Que sus chicos la mantengan cuando crezcan, que ojalá pudieran ir a la escuela, que si consiguieran la plata para los libros podrían mandarlos a la escuela. Los chicos parecen todos parejamente chicos, como si tuvieran una misma edad; en realidad tienen problemas serios de desarrollo por falta de alimentación. Son de esos chicos que no tienen chances: crecerán poco, con la inteligencia probablemente disminuida por esa carencia –y serán, con suerte, mano de obra bruta y muy barata.

–Pero lo que quiero para ellos es que tengan una vida tranquila, que tengan un futuro. No como mi vida, que está llena de miserias, siempre hay algo…

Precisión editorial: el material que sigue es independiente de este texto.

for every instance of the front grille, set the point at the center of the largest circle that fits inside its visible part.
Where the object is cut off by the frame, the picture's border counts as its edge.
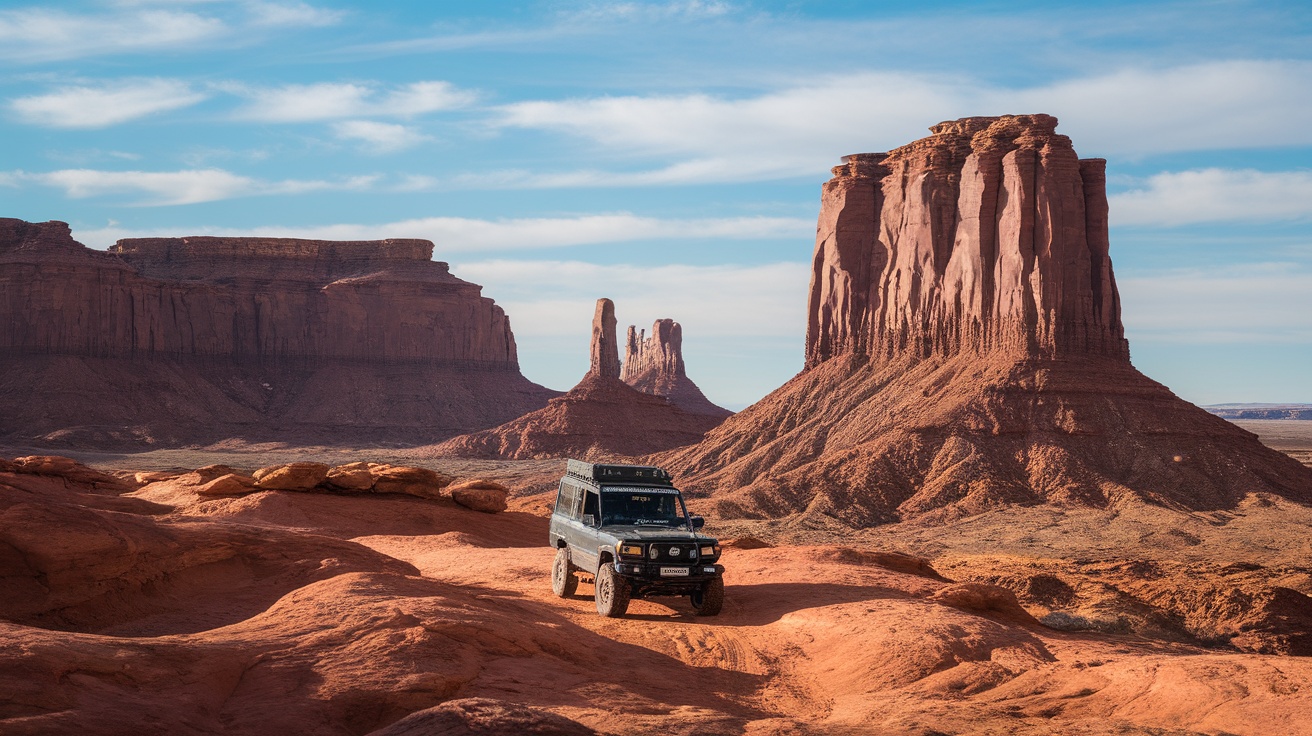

Le pregunto por qué tiene que vivir así, de quién es la culpa; Momtaz me mira como si la pregunta fuera demasiado difícil o brutal o superflua, vaya a saber, y se calla la boca. Un hijo le manotea la cara; Momtaz le aparta la mano, casi violenta. Después habla:

–La culpa es mía.

La culpa es suya, dice, porque tuvo demasiados hijos. Que tendría que haberse controlado, que se lo dijeron tarde, que si hubiera sabido antes, que si hubiera tenido solo dos hijos todo sería distinto; que todo sería distinto, dice, compungida. Que la culpa es suya, dice, insiste.

Hay discursos que son, por decirlo de una manera fina, un gran tarro de mierda.